DE DOGMAS Y OPINIONES

La oposición del centro-derecha quiere iniciar el año tomando la iniciativa parlamentaria. El asunto elegido es la gestión de la prórroga presupuestaria tras el informe de la Sindicatura de Cuentas sobre la prórroga de 2016. La disección que realiza la Sindicatura sobre la forma de administrar la prórroga deja una sensación de extrañeza que da paso al desasosiego, porque si las reglas básicas no se respetan o si el Gobierno socialista puede imponer una interpretación libre de la normativa, entonces huelga establecer controles. Cada uno hace lo que quiere, o lo que puede, y a otra cosa, mariposa.

El primer asunto a aclarar es la ya debatida cuestión de pedir o no autorización a la Junta General del Principado para prorrogar la deuda. El Ejecutivo tiene un indisimulado interés en obviar ese trámite. También es preciso dilucidar qué pasa con las facturas que están guardadas en los cajones. Hay una parte del gasto a realizar que se encuentra en el limbo, porque permanece oculto y sin contabilizar. Es un problema que está generalizado en la inmensa mayoría de las comunidades autónomas y tiene una gran entidad al falsear el estado real de las cuentas.

El programa de pago a proveedores, instaurado por el ministro de Hacienda, Cristóbal Montoro, tenía como objetivo acabar con la doble contabilidad entre las facturas reconocidas y las que dormían el sueño de los justos en los cajones de las administraciones autonómicas.
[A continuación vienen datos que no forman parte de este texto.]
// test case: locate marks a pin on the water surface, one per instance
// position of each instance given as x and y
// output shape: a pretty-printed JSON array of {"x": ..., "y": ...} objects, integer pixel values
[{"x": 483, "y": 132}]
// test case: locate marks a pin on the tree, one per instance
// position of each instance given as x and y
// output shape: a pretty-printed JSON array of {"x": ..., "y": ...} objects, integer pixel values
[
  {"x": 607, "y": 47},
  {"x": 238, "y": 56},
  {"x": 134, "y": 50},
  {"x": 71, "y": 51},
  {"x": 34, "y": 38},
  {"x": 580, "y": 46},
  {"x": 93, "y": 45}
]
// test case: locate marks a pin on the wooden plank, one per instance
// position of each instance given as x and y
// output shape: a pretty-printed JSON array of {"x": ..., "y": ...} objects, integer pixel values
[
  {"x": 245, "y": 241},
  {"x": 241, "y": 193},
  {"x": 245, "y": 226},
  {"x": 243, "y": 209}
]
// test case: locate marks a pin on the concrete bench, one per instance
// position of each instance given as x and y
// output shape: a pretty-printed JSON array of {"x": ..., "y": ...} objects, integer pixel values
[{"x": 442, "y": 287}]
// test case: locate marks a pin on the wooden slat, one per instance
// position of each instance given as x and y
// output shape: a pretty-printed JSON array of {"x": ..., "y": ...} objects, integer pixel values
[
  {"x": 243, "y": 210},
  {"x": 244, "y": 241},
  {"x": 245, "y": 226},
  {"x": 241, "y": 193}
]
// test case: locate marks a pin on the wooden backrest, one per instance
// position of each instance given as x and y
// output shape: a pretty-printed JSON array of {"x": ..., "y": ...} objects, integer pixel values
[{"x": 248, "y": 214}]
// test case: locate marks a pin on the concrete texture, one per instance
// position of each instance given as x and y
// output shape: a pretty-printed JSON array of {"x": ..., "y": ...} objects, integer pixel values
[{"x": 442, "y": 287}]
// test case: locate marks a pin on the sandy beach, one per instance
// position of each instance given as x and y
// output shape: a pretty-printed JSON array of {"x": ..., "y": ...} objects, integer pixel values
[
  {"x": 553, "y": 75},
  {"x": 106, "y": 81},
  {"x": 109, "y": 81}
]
Por último está la cuestión de los avales, dados a Sogepsa y la Zalia, y las subvenciones que se conceden directamente sin pasar por ningún procedimiento de concurso. Es llamativo que sociedades tan discutibles como Sogepsa o la Zalia acumulen un nivel de deuda tan alto. Tal parece que no tienen ninguna capacidad para cumplir sus fines sin el rescate del erario público.

La concesión directa de subvenciones es nociva; cuando esa forma de distribuir el dinero se realiza a gran escala es muy difícil rechazar la idea de que hay una estructura clientelar amamantada por el poder.

Es preciso un debate parlamentario en profundidad que desemboque en unas conclusiones sencillas, precisas y vinculantes. Cualquier otra opción lleva a la frustración colectiva. La consejera de Hacienda, Dolores Carcedo, no puede permitirse la frivolidad de relativizar los informes de la Sindicatura basándose en que el síndico mayor ya ha declarado que no son dogma. ¿Qué la parecen las sentencias del Tribunal Supremo? ¿También son opinables?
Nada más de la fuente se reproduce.